Complete step-by-step solution:
For finding the mean, median and mode tabulate the required data,

Class interval	Frequency $\left( {{f_i}} \right)$	Mid value $\left( {{x_i}} \right)$	${f_i}{x_i}$	Cumulative frequency $\left( {cf} \right)$
$10 - 20$	$17$	$15$	$255$	$17$
$20 - 30$	$6$	$25$	$150$	$23$
$30 - 40$	$37$	$35$	$1295$	$60$
$40 - 50$	$0$	$45$	$0$	$60$
$50 - 60$	$25$	$55$	$1375$	$85$
$60 - 70$	$13$	$65$	$845$	$98$
$70 - 80$	$12$	$75$	$900$	$110$

Now finding the mean of given data by using the formula
$Mean = \dfrac{{\sum\limits_{i = 1}^n {{f_i}{x_i}} }}{{\sum\limits_{i = 1}^n {{f_i}} }}$
Here $\sum\limits_{i = 1}^n {{f_i}{x_i}} = 4820$ and $\sum\limits_{i = 1}^n {{f_i} = 110}$then applying in the formula we get,
$Mean = \dfrac{{\sum\limits_{i = 1}^n {{f_i}{x_i}} }}{{\sum\limits_{i = 1}^n {{f_i}} }} = \dfrac{{4820}}{{110}} = 43.81$
Now using mode formula that is
$Mode = l + \dfrac{{h\left( {{f_1} - {f_0}} \right)}}{{2{f_1} - {f_0} - {f_2}}}$
Now define the modal class, here modal class is $30 - 40$
Here $l$ is the lowest value of the modal class here it is $l = 30$
${f_1}$ is the frequency of the modal class ${f_1} = 37$
${f_0}$ is the frequency preceding ${f_0} = 6$
${f_2}$is the frequency succeeding ${f_2} = 0$
And $h$ is the width of the class interval $h = 10$ applying these values we get,
$Mode = 30 + \dfrac{{10\left( {37 - 6} \right)}}{{2\left( {37} \right) - 6 - 0}}$
On simplifying it we get,
$Mode = 30 + \dfrac{{310}}{{68}}$
$Mode = \dfrac{{2350}}{{68}} = 34.55$
Now calculating median by using the formula
$Median = l + \dfrac{{\dfrac{n}{2} - cf}}{f}.\,h$
$n$ be the total frequency $n = 110 \Rightarrow \dfrac{n}{2} = 55$ we can choose the median class just greater than this value,
So here the median class is $30 - 40$
Where Here $l$ is the lower boundary value of the median class here it is $l = 30$
Cumulative frequency preceding median class $cf = 60$
$f$ frequency of the median class $f = 37$
And $h$ is the width of the class interval $h = 10$ applying these values we get,
$Median = 30 + \dfrac{{55 - 60}}{{37}}.\,10$
$Median = 30 + \dfrac{{ - 50}}{{37}}$
$Median = \dfrac{{1110 - 50}}{{37}} = \dfrac{{1060}}{{37}} = 28.64$
So, the mean, median, and mode of the given data were found.

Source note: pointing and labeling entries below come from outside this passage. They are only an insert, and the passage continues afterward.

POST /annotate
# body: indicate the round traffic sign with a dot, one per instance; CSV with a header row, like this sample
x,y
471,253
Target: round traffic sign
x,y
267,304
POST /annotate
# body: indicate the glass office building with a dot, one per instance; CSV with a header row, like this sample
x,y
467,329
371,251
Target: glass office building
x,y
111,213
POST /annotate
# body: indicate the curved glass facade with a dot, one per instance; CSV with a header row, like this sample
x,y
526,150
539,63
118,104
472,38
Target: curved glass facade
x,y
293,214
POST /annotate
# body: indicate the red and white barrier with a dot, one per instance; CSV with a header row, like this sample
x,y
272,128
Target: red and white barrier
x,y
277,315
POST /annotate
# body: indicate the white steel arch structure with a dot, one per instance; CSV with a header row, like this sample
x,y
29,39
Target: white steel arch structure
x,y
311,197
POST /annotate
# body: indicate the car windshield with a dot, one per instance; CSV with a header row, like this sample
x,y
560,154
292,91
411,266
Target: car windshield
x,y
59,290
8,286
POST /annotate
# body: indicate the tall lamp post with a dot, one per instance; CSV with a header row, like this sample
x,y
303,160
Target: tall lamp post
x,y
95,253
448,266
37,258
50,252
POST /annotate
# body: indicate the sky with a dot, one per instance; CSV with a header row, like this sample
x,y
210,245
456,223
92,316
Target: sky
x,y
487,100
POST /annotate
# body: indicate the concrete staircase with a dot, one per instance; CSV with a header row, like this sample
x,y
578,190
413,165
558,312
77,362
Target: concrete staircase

Note: In the case of positively skewed frequency distribution, the mean is always greater than the median and the median is always greater than the mode.
$Mean. > Median > Mode$
Arrange in ascending, then it n is odd, the median is the $\dfrac{{n + 1}}{2}$ . and if n is even, then the median will be the average of the $\dfrac{n}{2}$ th and the $\dfrac{n}{{2 + 1}}$ th observation (median).